大注連縄で有名な福岡県の宮地獄神社

 一月は、ふだんの月より多くの祭りや行事が見られます。地方に残る独特な祭りや風習は、日本の気候風土に合わせ、年月をかけて育まれて来ました。 

 日本は永い歴史を持つ国です。日本人の精神性や感性が形成された縄文時代を源流に、のちに中国や朝鮮から渡来して来た人たちが持ち込んだ文化が融合し、日本独自の信仰や習慣がうまれました。

 昔に較べると正月風景もさま変わりしておりますが、正月への想いは昔も今も一緒です。

 初詣は、最も盛んな正月行事です。古くは年籠りといって大晦日に神社やお寺にお籠りをしてから詣でる風習がありました。現在もお寺の除夜の鐘を聴いてから神社へ初詣をしますね。江戸時代には、その年の縁起のよい方角である恵方(えほう)に、吉方を掌(つかさど)る歳徳神(としとくじん)が鎮まるとされ、その方角の神社やお寺への“恵方詣で”が盛んでした。恵方や歳徳神の信仰は中国の陰陽道の影響に拠るものです。

 歳徳神とは別に、年の始めには、新しい年の豊かな実りをもたらす年神が訪れるという信仰が古くからあります。この年神が、いつの間にか歳徳神と同じ神とみられるようになりました。年神を祖霊の神とする地方もあります。お正月に家の内や外を清々(すがすが)しくして玄関や神棚を飾るのは、この年神を迎える祝賀のためのものです。門松は年神を家に迎える依(よ)り代(しろ)です。注連縄(しめなわ)は、俗界ではない神聖で清浄な場所を表します。家に張り巡らすのは、年神を祀る神聖な祭場である表示です。

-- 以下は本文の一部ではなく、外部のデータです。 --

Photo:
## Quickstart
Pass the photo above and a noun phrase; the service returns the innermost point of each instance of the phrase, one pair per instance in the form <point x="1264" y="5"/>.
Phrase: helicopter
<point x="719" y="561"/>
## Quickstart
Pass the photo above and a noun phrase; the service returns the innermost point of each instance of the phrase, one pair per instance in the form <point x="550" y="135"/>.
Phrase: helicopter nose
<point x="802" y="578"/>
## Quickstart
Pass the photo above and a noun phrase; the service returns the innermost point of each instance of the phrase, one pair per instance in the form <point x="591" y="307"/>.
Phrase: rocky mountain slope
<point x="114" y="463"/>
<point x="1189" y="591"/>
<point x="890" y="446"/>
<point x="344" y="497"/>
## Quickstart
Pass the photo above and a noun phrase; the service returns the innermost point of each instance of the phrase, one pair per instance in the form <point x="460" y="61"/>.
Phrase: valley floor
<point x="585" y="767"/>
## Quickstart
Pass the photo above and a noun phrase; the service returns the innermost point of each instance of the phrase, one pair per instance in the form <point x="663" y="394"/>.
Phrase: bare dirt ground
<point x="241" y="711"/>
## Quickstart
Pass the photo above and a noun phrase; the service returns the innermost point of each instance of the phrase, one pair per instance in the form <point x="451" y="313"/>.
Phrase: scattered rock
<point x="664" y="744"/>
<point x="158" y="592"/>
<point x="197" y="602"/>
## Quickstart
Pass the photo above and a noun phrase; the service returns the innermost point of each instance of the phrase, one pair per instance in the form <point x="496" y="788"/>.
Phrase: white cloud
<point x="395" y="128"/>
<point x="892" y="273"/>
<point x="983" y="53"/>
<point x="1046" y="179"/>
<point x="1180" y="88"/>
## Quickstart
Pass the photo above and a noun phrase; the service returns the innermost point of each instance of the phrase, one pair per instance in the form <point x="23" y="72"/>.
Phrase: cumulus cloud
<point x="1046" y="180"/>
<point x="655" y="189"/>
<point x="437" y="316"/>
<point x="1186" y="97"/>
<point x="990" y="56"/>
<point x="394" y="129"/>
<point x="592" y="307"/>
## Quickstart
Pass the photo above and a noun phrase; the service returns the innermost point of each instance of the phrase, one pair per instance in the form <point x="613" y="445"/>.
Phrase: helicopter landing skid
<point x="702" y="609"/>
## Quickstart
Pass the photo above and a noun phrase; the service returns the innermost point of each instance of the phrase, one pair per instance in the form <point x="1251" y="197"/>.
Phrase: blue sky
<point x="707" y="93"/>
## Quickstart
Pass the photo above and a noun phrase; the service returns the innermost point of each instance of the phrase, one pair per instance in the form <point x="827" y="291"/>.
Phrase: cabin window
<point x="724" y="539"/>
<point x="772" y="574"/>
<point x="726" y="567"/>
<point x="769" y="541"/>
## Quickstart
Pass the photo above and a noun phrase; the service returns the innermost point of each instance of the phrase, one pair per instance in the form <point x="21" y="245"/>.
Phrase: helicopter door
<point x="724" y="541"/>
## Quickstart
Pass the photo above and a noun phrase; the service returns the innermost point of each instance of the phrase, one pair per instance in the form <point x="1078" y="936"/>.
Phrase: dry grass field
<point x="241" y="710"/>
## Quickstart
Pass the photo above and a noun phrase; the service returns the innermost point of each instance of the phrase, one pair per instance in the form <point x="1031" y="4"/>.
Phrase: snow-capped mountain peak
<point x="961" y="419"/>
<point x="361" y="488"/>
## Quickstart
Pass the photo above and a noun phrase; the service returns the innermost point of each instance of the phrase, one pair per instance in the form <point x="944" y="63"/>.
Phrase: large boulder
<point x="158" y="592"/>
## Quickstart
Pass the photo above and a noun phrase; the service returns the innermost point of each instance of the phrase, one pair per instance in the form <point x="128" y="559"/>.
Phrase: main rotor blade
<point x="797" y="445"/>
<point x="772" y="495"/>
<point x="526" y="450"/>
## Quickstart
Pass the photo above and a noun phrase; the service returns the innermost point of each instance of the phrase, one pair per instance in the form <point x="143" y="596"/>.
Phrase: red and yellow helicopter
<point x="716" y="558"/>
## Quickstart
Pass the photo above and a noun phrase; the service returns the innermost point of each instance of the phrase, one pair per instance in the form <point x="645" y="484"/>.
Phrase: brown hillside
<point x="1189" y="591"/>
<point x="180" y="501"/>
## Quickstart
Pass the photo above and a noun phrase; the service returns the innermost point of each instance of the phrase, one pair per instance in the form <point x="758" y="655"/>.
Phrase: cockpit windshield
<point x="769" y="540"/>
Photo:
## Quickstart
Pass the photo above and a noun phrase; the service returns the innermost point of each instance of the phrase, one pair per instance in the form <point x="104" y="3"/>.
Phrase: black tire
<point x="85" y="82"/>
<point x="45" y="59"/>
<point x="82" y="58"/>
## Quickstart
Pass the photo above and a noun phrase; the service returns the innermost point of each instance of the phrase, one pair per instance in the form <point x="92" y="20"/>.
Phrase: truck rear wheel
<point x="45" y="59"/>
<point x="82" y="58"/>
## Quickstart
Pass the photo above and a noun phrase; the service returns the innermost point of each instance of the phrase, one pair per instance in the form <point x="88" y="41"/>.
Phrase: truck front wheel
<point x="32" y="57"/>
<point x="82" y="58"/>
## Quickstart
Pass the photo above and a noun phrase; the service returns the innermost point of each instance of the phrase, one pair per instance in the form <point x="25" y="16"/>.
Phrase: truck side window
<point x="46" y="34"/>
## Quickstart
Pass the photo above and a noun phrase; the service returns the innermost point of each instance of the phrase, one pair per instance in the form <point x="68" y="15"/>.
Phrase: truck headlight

 門松や注連縄の正月飾りや古いお札を、小正月の十四日の夜か十五日の朝、全国的に神社などで、どんと焼き、或いは左義長(さぎちょう)という行事で焚き上げるのはご存知でしょう。この火祭りは、迎えた歳徳神・年神を送るお祭りです。東北の宮城県内のどんと祭はとくに有名です。このご神火にあたると無病息災の一年間を送れるとされます。九州では独特な火焚き行事で、全域的に七日に行なわれます。

霊峰富士

 元朝の日の出前に、井戸や清流や泉から湧き出る水を汲む、若水(わかみず)という習慣も各地にあります。若水迎えとも言い、神聖な水として飲み、お雑煮に用いたりします。若水の歴史は古く、平安時代に宮中行事として立春の日の早朝に汲むものとされ、これを飲めば一年の邪気を祓い、心身ともに若返るといわれました。京都の日向大神宮では、元旦の午前三時から境内社の泉から若水を汲む若水祭があります。おなじような神事を行っている神社は多くみられます。かつて若水汲みは年男の重要な役目でした。地域によって若水を汲む際の呪文や作法が決められてもいました。水道が普及した現在では、水に対する意識も変わりました。先祖の、生活に欠かせない水への思いは大切にしたいものです。

 若水とおなじように年初めに欠かせない飲み物がお屠蘇です。これを飲めば一年の邪気が祓われ、長寿がかなうとされました。数種類の薬草を調合して赤い布袋に入れ、大晦日に井戸の中に沈めて水の毒性を取り去り、元旦にはそれを取り出し、お酒や味醂に漬けて飲むという習慣です。江戸時代の図解入りの百科事典『和漢三才図会』に、九世紀始めに唐の使節が嵯峨天皇に屠蘇百散という霊薬を献じ、天皇がこれを神酒に浸して宮中儀式に用いたと記されております。元々は中国の、蘇という悪い鬼を屠(ほふ)る、退治するという習慣からきています。

 それから、初夢で一年の吉凶を占うという風習もあります。すでに室町時代には、良い夢を見るために七福神の乗った宝船を枕の下に敷いて寝る習慣があったようです。知られている一富士、二鷹、三茄子は、九州の藩主の随筆集に、徳川家康が言い出したという記録があります。これは家康の好物とも、また初ナスの値の高さを言い表すため富士、愛鷹山、茄子と言ったともいわれます。一般に云われている、“無事(富士)に、こころざし高(鷹)き、事を成す(茄子)”の、解釈でよろしいのではないでしょうか。昔は除夜の夢を初夢としましたが、現在では二日の夜の夢が初夢とされます。

 お正月には、鏡もち、おせち料理、雑煮、七草粥などの食べ物、羽根つき、すごろく、百人一首、凧揚げなどの遊び、年賀状、書き初め、破魔矢、繭玉などの行事や風習がたくさんありますが、紙面の都合もありますので、別の機会にゆずります。